Pennsylvania lost just over a third of its oil and gas jobs in the second quarter compared to the same period last year.
According to state data seen by WESA, the state’s oil and gas industry directly employed 19,623 people in the second quarter of 2016, down from 28,926 people in the second quarter of 2015.
Those job losses mark a 32 percent year-over-year decline.
The Pennsylvania Department of Labor and Industry found that an estimated 52,531 people in Pennsylvania are employed either in natural gas extraction development, by suppliers to the industry, or at companies that provide goods and services to the industry’s employees as of the second quarter.
That figure is down from 72,675 people employed in those sectors during the same period last year, WESA said.
The department also found that the direct employment in natural gas development grew from 9,017 to 19,623 over the past nine years of the Marcellus boom.
That headcount boost created an additional estimated 6,284 jobs at suppliers and 9,839 jobs at companies that provide goods and services to the industry’s employees.
The job losses in Pennsylvania are in line with broader job loss trends seen earlier this year.

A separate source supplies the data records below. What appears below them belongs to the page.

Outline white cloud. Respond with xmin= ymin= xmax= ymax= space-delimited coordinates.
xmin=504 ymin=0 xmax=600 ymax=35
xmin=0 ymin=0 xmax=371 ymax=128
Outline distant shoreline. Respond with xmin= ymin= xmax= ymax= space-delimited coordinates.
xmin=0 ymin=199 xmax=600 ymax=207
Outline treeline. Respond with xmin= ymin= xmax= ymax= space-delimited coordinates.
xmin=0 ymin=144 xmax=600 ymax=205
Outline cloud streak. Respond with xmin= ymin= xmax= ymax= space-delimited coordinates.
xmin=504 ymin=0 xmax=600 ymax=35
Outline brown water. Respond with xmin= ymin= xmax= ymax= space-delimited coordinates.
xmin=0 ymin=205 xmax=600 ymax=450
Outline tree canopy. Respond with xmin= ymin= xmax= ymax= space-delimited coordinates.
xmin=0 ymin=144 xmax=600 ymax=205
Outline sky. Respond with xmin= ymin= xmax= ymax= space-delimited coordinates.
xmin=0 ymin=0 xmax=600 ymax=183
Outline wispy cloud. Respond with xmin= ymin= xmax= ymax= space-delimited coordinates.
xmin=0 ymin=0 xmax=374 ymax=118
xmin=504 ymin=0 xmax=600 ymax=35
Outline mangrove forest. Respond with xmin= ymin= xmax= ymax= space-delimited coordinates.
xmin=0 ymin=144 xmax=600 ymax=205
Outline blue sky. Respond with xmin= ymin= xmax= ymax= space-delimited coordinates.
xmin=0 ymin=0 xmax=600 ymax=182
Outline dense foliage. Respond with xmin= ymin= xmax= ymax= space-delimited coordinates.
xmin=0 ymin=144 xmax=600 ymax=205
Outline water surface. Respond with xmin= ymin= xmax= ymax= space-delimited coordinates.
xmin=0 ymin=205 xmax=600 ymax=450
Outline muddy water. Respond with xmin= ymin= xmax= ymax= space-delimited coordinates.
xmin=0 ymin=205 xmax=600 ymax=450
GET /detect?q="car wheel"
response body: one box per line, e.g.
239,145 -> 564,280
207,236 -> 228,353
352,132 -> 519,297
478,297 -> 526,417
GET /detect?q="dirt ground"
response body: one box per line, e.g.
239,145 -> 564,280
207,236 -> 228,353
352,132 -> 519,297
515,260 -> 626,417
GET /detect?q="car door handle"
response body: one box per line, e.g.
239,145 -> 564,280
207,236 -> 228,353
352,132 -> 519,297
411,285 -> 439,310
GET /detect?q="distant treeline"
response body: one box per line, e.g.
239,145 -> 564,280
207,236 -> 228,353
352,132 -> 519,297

A report published the U.S. Energy Information Administration (EIA) earlier this year that oil and natural gas production employment has declined 26 percent since peaking in late 2014.
The number of U.S. oil and natural gas production jobs fell by more than 142,000 jobs through May 2016, down from a peak of 538,000 jobs in October 2014.
According to Baker Hughes, the Marcellus shale area currently has 39 active rigs compared to 41 rigs a year ago.
Despite the rig count dip, the EIA expects natural gas production in the Marcellus area to climb from 18.3 billion cubic feet per day in December to 18.46 billion cubic feet per day in January.
Pennsylvania Department of Labor economist James Martini told State Impact earlier this year that the job losses are likely tied to company’s reducing spends and deferring projects to cope with low commodity prices.
“If there is a turnaround in the price levels, or a change in demand for natural gas, it is possible these trends could reverse,” Martini told State Impact.